Washington • Sen. Mitt Romney said Monday he would like to hear from former national security adviser John Bolton about the forthcoming impeachment trial of President Donald Trump, signaling a possible key vote to allow witnesses despite resistance by GOP leaders.

Romney, who previously has said he’d speak out about his thoughts on witnesses at a later date, told reporters Monday that Bolton could be a crucial voice as the Senate considers charges of abuse of power and obstruction of Congress against Trump.

Asked whether that would include Bolton — who earlier Monday said he would testify if asked — Romney said “of course” he’d like to hear from him.

“He has firsthand information and assuming that articles of impeachment reach the Senate, I’d like to hear what he has to say,” Romney said.

The Democrat-led House has yet to send over the two articles of impeachment while urging Senate Majority Leader Mitch McConnell to hold an actual trial rather than rush through a vote in the GOP-controlled chamber that is expected to acquit Trump.

Bolton, who was in the White House when the president withheld hundreds of millions of dollars in congressionally mandated aid to Ukraine while asking its new president to announce investigations into a political rival, said Monday he had been waiting on a judicial ruling in a related case on whether he should testify but that case became moot after the House passed impeachment articles.

Democrats have argued that Bolton, as well as acting White House chief of staff Mick Mulvaney, should be called before the Senate to offer their recollections of how the Ukraine situation unfolded and Bolton said he’d be willing if subpoenaed.

“Accordingly, since my testimony is once again at issue, I have had to resolve the serious competing issues as best I could, based on careful consideration and study,” he said in a statement. “I have concluded that, if the Senate issues a subpoena for my testimony, I am prepared to testify.

Republicans hold 53 seats in the Senate but a few defections from its ranks could change the rules in how the impeachment trial proceeds.

It takes a simple majority vote to set the trial rules.

Romney could be joined by others in the GOP caucus, namely Sen. Susan Collins of Maine, Cory Gardner of Colorado and Lisa Murkowsky of Alaska as well as retiring Sen. Lamar Alexander of Tennessee.

Collins said recently that she was shocked that senators were already lining up on either side of Trump before the trial even began.

“There are senators on both sides of the aisle who, to me, are not giving the appearance of — and the reality of — judging this in an impartial way," she told Maine Public Radio last week.

Romney, who has clashed with Trump before and after taking office, has repeatedly said that he isn't staking out a position on the impeachment trial.

I am going to remain unbiased and a true juror,” he told The Salt Lake Tribune recently.
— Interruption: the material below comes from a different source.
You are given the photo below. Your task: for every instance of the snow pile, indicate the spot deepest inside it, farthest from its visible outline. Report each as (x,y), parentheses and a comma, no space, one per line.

While Romney may be the first GOP senator to suggest hearing from Bolton, fellow Republicans so far disagree.

“The testimony & evidence considered in a Senate impeachment trial should be the same testimony & evidence the House relied upon when they passed the Articles of Impeachment,” Sen. Marco Rubio, R-Fla., tweeted Monday. “Our job is to vote on what the House passed, not to conduct an open ended inquiry.”

Trump phoned into conservative radio host Rush Limbaugh’s show on Monday afternoon to vent about the impeachment process, adding to comments on Twitter earlier that it is taking away from his more important work as president, including dealing with an escalating standoff in the Middle East.

“It’s so sad for our country. I mean think of it," Trump told the radio host. “Our country is doing so good. But I have to spend, and my team has to spend time on this stuff. They found nothing.”

White House senior adviser KellyAnne Conway lamented that House Speaker Nancy Pelosi has yet to physically send over the impeachment articles for the Senate to start its trial.

“Which is it?” Conway said. “Is the president an imminent threat to the republic, a clear and present danger who must be removed immediately? Or did [Pelosi] take a little mini-sabbatical over the break?”

Conway added that Trump doesn't want a delay — he wants to be acquitted.

“He knows the trial is going nowhere,” she said. “He wants a full and fair trial, but that doesn’t mean a lengthy one. Those articles of impeachment are very thin.”